By contrast, undertaking to contract Microsoft, Apple, or Google to make customisations, however minor, is well beyond reach of most trade associations and community groups. Users seeking improvements to Office 365, iWork, or Google Docs have few avenues to pursue.
Work on PDF digital signatures was partially completed in 2012, but then stagnated. Instead of pressuring volunteer developers to pick up the project, or The Document Foundation (who do not undertake LibreOffice development directly), Wilhelm Tux proactively sought out an independent company to complete the work.

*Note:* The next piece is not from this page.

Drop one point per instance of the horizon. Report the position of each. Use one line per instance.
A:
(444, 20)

The LibreOffice community conference in Bern last September provided an opportunity for Wilhelm Tux to meet with Collabora Productivity GM Michael Meeks, and scope out the task in-person with Collabra developers. As they explain on their campaign page, Wilhelm Tux chose Collabora due to our enterprise experience, staff of core LibreOffice developers, and commitment to publishing all changes upstream to the Open Source edition of LibreOffice. As their website states:
“That all customer-specific modifications are merged back into the free development branch (“main tree”) of LibreOffice was, for us, the main reason why we chose Collabora as our partner for this project, as it means that we can ensure that PDF signatures will be freely available for all users world-wide” — Wilhelm Tux website
This business model of Open Source development therefore provides a rare case of win-win-win. The 90 business and individuals who backed PDF digital signatures get the features that they need at a fraction of the total cost of their development, from a proven company with enterprise expertise. Collabora get a new contract for work that they can deliver efficiently, and which will improve the usefulness of their product to other customers. But in addition to the textbook two-way “win”, a third win is also achieved: a win for all people who may use LibreOffice, for now, and for the future.

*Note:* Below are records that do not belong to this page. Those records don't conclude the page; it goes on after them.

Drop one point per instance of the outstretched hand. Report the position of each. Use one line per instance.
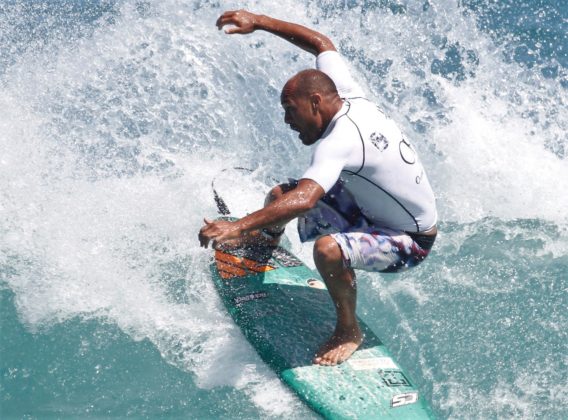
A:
(217, 232)
(244, 22)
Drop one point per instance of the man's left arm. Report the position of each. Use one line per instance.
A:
(291, 205)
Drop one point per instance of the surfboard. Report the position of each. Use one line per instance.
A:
(285, 312)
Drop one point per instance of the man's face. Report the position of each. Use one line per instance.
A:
(300, 116)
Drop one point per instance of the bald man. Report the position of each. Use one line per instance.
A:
(365, 198)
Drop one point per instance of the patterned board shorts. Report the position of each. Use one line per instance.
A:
(364, 247)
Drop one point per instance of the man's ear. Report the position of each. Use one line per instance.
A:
(315, 101)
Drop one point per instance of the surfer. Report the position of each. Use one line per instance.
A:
(365, 198)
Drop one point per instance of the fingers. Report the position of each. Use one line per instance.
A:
(241, 19)
(226, 18)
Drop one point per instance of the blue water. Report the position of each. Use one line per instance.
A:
(115, 117)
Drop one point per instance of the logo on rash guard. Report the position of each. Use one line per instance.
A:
(379, 141)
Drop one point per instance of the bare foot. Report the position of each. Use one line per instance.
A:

As these features will also make their way back into Open Source LibreOffice and products based upon it, ultimately the widest possible audience will enjoy the benefit — without any detriment to the project’s 90 investors, or to the development team who will deliver it.
Although contracts such as this make up a small proportion of Collabora’s work on LibreOffice, being able to fulfil the productivity needs of the highly diverse range of people using LibreOffice adds strength and flexibility to our business and position in the Open Source ecosystem.